Crash de Gelbressée: jusqu'à 75 000 euros d'indemnité pour les familles

La proposition de l'assureur peut être un dilemme pour les familles des victimes du crash.
La proposition de l'assureur peut être un dilemme pour les familles des victimes du crash. - © Belga Image

Alors que la justice poursuit son enquête sur les causes de l'accident du 19 octobre 2013, la compagnie Aviabel qui assurait le pilote, le Paraclub de Namur et le propriétaire de l'avion, est en pourparlers avec les familles des victimes depuis presque six mois. Elle leur a proposé une indemnité pour le préjudice subi. Le crash du Pilatus avait coûté la vie à dix parachutistes et au pilote du Pilatus.

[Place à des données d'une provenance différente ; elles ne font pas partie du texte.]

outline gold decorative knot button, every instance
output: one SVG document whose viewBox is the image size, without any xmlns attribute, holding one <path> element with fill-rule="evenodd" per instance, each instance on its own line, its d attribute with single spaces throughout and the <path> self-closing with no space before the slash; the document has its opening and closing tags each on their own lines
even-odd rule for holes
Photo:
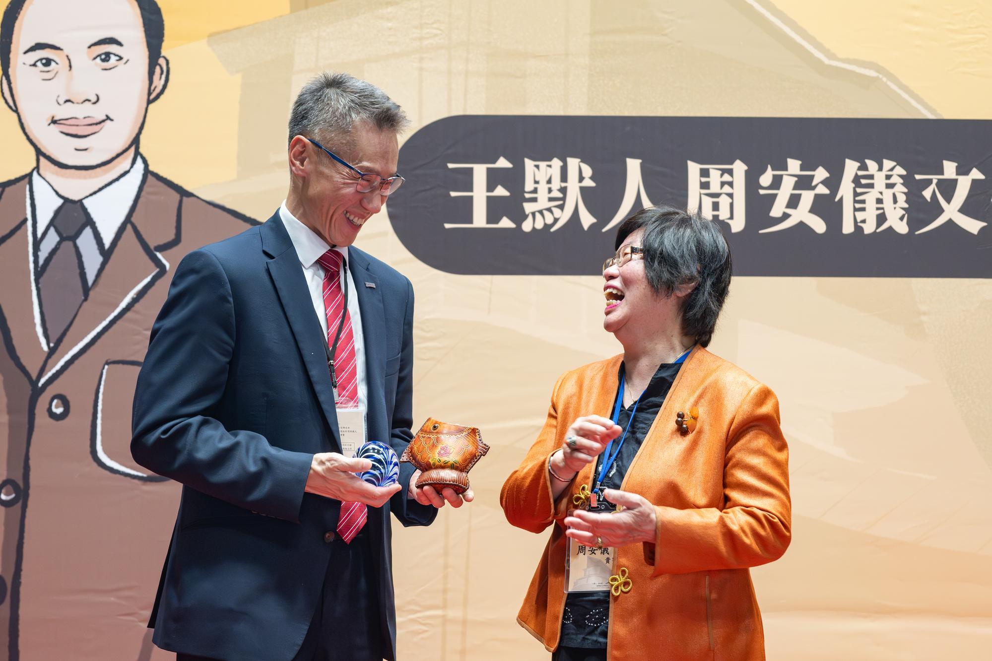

De 5 000 à 75 000 euros, voilà ce que l’assureur a proposé aux familles des victimes de ce terrible crash. Pour faire ses calculs, la compagnie Aviabel s’est basée sur les pratiques en vigueur dans les cours et tribunaux. Il existe un tableau de référence qui attribue une somme forfaitaire pour chaque type de dommage lorsqu'un accident survient. Les sommes varient néanmoins car la composition des familles a été prise en compte. Une jeune fille majeure qui a perdu sa mère s’est vue proposer 5 000 euros, tandis qu'une mère de famille qui se retrouve seule avec deux enfants a reçu une proposition d’indemnité de 75 000 euros. "Il y a bien sûr le préjudice moral, il y a aussi parfois une compensation pour le préjudice économique, autrement dit la perte de revenus dans un ménage suite au décès d’un de ses membres", explique Marc Godfroid, l'avocat d'Aviabel.

Jusqu'à présent, quatre familles ont accepté la transaction proposée par la compagnie. Elles renoncent du même coup à toute poursuite ultérieure contre l'assureur.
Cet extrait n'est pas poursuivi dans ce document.